Relatedly, it is important that the vetted and appointed personnel be adequately motivated by being provided the right means of transport and sufficient financial resources to carry out supervision. As other studies have shown, it is important to have a good incentive structure clearly communicated by responsible authorities or organisations mandated with supervision [44]. This enables supervisors not to be passive, absent or adopt unwanted behaviour such as soliciting illicit funds from drug sellers [45, 46]. It is well understood that financial resources are very scarce especially in low and middle income countries. However, with an appropriate supervision framework in place, the cost of supervision can be cost shared by the private sector, government and development partners where possible. This would go a long way in improving the quality of care by drug sellers for febrile children less than 5 years of age. Introduction of a supervision framework will also go a long way in reducing harshness through mediation while improving the quality of care as has been mentioned in studies done elsewhere [1, 47].

Areas of future research

Views gathered from this study were used to construct a model for an appropriate peer supervisor. It is important that this model be implemented to test how good it is in the context of rural drug sellers. During implementation, evidence gathered will reveal whether all four dimensions of the model are necessary for the model to be effective or some dimensions can be done without. Field implementation of the model in the rural area will be very important since almost 60% of the people in Sub-Saharan Africa live in rural areas [48].
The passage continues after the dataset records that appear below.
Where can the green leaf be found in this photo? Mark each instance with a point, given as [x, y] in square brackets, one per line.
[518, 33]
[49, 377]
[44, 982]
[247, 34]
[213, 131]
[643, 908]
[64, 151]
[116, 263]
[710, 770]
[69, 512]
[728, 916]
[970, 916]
It is also important that future studies consider how cost effective the peer supervision model is and what other adjustments can be done to this model to make it affordable for drug sellers. It is important that the peer supervision model is cost effective otherwise, the drug sellers pass on this high cost to the end users who are caregivers of febrile children. In addition, it is important to know whether once implemented, the peer supervision model will be embraced by drug sellers since the model involves people engaged in the same trade who may be competing with each other already.

Study limitations

This study did not use therapy quality scales (TQS) to measure general and specific skills of inspection and peer supervision during data collection [49]. Instead, views from participants were explored using a constructivist grounded theory approach by Kathy Charmaz [24].
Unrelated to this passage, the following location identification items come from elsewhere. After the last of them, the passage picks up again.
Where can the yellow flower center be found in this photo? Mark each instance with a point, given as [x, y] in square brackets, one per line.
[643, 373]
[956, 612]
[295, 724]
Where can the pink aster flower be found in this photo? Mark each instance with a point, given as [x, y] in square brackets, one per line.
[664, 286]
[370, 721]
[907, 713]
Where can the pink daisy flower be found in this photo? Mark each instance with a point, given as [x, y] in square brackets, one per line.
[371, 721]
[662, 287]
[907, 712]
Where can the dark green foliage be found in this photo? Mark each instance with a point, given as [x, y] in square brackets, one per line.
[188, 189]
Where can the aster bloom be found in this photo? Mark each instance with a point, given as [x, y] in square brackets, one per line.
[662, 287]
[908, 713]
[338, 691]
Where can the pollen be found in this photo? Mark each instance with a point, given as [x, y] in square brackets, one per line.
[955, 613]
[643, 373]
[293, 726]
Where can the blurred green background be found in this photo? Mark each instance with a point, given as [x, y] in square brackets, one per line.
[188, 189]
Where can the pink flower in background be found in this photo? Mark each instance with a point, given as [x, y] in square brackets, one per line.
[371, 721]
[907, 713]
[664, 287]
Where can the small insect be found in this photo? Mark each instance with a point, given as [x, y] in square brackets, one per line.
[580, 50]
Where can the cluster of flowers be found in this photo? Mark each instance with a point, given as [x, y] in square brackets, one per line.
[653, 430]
Therefore the accounts on peer supervision are characterized by subtle meaning of participants’ perceptions and should not be interpreted as actual measurements of appropriate peer supervision. Although we present findings from drug inspectors, strictly speaking, inspectors are mandated to uphold the law by looking out for errant drug sellers. In essence, we interviewed them because there was no other authority charged with supervising private drug sellers. As such, our work has several areas of concordance and deviance typical of exploratory qualitative studies [50].

The drug sellers interviewed in this study were duly licensed and trained by CHAI. Results gathered from this study can therefore be generalised to other drug sellers in low income countries that have been registered and or licensed in accordance with statutory laws and received some form of medical training. The researchers were cognisant of the fact that unlicensed drug sellers also exist and provide a service to communities in which they live. However, because they work illegally and stand a high chance of being prosecuted when found, it is highly unlikely that the views expressed by drug sellers in this study would apply to the unlicensed drug sellers. This may have created a bias because not all drug sellers that serve the community were included in the study and yet their views may have been different and vital in enriching the study results.

Conclusions

Four central contributions advance literature by the model developed by our study. First, the model fills a supervision gap for rural private drug sellers. Second, it highlights the need for terms of reference for peer supervisors. Third, it describes who an appropriate peer supervisor should be. Lastly, it elucidates the kind of resources needed for peer supervision.